Plus globalement, la transformation des foyers requiert en règle générale la démolition d’une partie des bâtiments et leur reconstruction, et donc des budgets importants. En effet, il n’est plus question de conserver des chambres de 4,5 m2, de 7 m2 ou des dortoirs. Le Haut Comité conseille tout de même de privilégier des petites surfaces (types « T1 » individuels de 14 à 19 m2), pour que le loyer reste à la portée des bourses des travailleurs migrants. Le tout premier atout des foyers reste le loyer modique (entre 150 et 350 e par mois). Or leur transformation en résidences sociales implique une amélioration de l’habitat, et donc une hausse du loyer qui « se heurte aux attentes de résidents dont le statut social passe par la capacité à envoyer de l’argent au pays ».

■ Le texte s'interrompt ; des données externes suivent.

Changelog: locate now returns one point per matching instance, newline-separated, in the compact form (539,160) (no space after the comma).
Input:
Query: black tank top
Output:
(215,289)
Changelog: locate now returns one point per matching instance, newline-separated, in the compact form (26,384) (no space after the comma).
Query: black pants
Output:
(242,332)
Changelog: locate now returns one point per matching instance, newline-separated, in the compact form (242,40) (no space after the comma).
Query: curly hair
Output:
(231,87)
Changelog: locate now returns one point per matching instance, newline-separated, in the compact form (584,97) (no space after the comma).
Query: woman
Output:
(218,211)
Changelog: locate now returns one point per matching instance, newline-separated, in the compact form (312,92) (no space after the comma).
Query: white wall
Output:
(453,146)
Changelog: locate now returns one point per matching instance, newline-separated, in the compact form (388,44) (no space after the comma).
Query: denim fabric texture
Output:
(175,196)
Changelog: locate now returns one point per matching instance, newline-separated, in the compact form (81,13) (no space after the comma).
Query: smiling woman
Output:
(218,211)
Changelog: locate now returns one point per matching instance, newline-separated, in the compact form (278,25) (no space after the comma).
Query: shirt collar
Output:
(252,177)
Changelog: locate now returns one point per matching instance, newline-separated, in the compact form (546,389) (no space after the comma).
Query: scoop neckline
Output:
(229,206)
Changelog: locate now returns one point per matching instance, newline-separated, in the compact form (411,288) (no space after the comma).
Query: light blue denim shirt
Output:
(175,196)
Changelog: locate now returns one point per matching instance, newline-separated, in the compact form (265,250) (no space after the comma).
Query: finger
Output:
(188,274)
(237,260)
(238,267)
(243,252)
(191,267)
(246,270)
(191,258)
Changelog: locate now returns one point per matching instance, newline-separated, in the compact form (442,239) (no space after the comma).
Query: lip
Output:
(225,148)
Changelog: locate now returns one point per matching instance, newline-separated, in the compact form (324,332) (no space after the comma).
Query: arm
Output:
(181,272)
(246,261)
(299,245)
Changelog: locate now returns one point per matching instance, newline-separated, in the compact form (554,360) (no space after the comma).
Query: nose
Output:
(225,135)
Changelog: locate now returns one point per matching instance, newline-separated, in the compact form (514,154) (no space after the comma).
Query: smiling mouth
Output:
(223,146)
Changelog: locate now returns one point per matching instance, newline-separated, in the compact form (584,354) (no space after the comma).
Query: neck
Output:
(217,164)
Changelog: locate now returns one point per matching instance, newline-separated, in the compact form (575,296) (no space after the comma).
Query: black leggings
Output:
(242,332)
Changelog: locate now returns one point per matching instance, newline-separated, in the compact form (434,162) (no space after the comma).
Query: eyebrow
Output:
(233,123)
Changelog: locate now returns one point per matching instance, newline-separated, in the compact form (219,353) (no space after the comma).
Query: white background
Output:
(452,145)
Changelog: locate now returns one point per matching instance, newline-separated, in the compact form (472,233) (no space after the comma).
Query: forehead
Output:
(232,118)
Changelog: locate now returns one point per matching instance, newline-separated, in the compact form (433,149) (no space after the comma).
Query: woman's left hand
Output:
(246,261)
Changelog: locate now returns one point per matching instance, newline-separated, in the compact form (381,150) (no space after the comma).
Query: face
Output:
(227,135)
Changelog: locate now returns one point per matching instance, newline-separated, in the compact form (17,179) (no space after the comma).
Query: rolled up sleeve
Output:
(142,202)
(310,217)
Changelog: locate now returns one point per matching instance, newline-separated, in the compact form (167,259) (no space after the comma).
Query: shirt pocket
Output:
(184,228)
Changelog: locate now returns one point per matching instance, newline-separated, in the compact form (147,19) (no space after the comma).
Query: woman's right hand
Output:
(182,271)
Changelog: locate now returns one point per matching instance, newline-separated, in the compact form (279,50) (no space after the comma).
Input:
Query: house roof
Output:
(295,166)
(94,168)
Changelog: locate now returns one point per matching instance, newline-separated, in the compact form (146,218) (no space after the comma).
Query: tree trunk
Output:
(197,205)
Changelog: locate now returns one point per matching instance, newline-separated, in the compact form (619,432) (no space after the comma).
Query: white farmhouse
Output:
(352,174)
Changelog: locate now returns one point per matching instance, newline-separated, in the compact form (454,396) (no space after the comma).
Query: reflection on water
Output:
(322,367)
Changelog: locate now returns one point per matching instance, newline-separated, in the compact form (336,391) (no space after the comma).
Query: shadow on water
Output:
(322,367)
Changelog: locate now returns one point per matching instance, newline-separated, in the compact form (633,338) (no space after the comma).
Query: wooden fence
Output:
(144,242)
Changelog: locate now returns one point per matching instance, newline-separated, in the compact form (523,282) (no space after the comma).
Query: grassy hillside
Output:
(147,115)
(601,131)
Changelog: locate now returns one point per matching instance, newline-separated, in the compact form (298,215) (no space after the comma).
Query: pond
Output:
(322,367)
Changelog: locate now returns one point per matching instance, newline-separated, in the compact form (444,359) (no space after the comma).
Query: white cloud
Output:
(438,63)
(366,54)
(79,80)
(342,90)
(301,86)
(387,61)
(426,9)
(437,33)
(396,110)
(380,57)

Depuis 1997, cette transformation est prise en charge par la commission interministérielle pour le logement des populations immigrées dans un plan financé par l’Etat et le 1 % logement. Plus de un milliard d’euros a été mobilisé dans ce cadre (les subventions de l’Etat représentent un quart du coût des opérations). Depuis quelques années, les collectivités territoriales participent également au financement, à hauteur de 8,6 %. Mais les moyens financiers restent insuffisants : « Qu’il s’agisse de leur transformation physique ou de la mise en œuvre des projets sociaux, la qualité des réalisations atteste de ce que permet le savoir-faire des acteurs de ce secteur, malgré la complexité et les multiples obstacles, dès lors que la volonté de l’Etat et celle des collectivités territoriales sont au rendez-vous. Pour autant, on ne peut se satisfaire du rythme actuel de la mutation. » Le rapport appelle donc à relancer par une circulaire le plan de transformation des foyers en résidences sociales, à « mobiliser des terrains d’Etat et de ses établissements publics » et demande en outre au conseil régional d’Ile-de-France, qui abrite la moitié des foyers, de contribuer au financement.
(1) Du foyer de travailleurs migrants à la résidence sociale : mener à bien la mutation – 16e rapport du Haut Comité pour le logement des personnes défavorisées – Juillet 2010.